Le péché écologique et la promotion d'une économie solidaire
Ainsi, il est proposé d'insérer le thème de l'écologie intégrale dans les directives des Conférences épiscopales, et d'inclure dans la Théologie morale le respect de la Maison commune et les péchés écologiques, y compris par une révision des manuels et des rituels du Sacrement de Pénitence. L'humanité, reconnaissent certains pères synodaux, s'oriente vers la reconnaissance de la nature comme sujet de droit. «La vision anthropocentrique utilitariste est obsolète, et l'homme ne peut plus soumettre les ressources de la nature à une exploitation illimitée qui menace l'humanité elle-même», affirment-ils. Il serait bon de promouvoir également un modèle d'économie solidaire et d'établir un ministère pour le soin de la Maison Commune, comme le propose le cercle "Portugais B".
Synode et communication
Enfin, un certain nombre de rapports abordent la question des médias.
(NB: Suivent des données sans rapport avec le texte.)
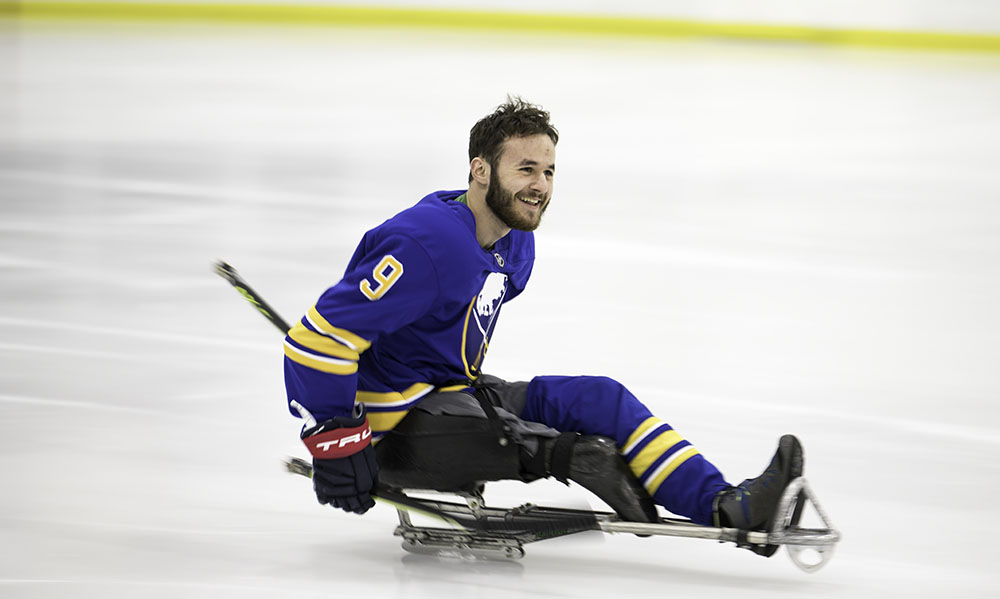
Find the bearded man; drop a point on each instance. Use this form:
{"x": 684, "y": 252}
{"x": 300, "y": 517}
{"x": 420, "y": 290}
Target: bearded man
{"x": 397, "y": 348}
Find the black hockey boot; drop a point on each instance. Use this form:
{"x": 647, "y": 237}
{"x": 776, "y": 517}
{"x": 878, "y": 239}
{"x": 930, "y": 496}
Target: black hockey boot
{"x": 594, "y": 463}
{"x": 752, "y": 504}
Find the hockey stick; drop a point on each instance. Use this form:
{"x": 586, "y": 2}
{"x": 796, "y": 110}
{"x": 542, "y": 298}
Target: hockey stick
{"x": 229, "y": 273}
{"x": 524, "y": 525}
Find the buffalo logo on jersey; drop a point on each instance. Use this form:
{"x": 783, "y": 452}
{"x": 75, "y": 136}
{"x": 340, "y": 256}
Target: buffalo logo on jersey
{"x": 480, "y": 321}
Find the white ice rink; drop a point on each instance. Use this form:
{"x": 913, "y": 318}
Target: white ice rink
{"x": 755, "y": 238}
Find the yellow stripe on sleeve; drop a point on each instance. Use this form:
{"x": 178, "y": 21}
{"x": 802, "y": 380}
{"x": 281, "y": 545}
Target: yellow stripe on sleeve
{"x": 639, "y": 433}
{"x": 330, "y": 365}
{"x": 343, "y": 335}
{"x": 321, "y": 343}
{"x": 391, "y": 398}
{"x": 657, "y": 447}
{"x": 667, "y": 468}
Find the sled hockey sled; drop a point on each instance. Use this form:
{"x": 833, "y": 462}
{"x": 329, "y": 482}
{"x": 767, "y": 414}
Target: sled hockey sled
{"x": 417, "y": 458}
{"x": 480, "y": 532}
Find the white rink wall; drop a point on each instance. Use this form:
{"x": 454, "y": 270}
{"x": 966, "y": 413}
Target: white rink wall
{"x": 955, "y": 16}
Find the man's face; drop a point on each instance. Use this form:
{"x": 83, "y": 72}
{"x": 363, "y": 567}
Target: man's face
{"x": 521, "y": 181}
Les réseaux de communication catholiques sont encouragés à concentrer leur attention sur l'Amazonie, pour diffuser de bonnes nouvelles, dénoncer les agressions contre la «mère la Terre», et annoncer la vérité. La publication des conclusions de ce Synode via les réseaux sociaux a enfin été encouragée, dans l’espoir que les nombreuses idées et les apports de ce Synode puissent profiter au plus grand nombre.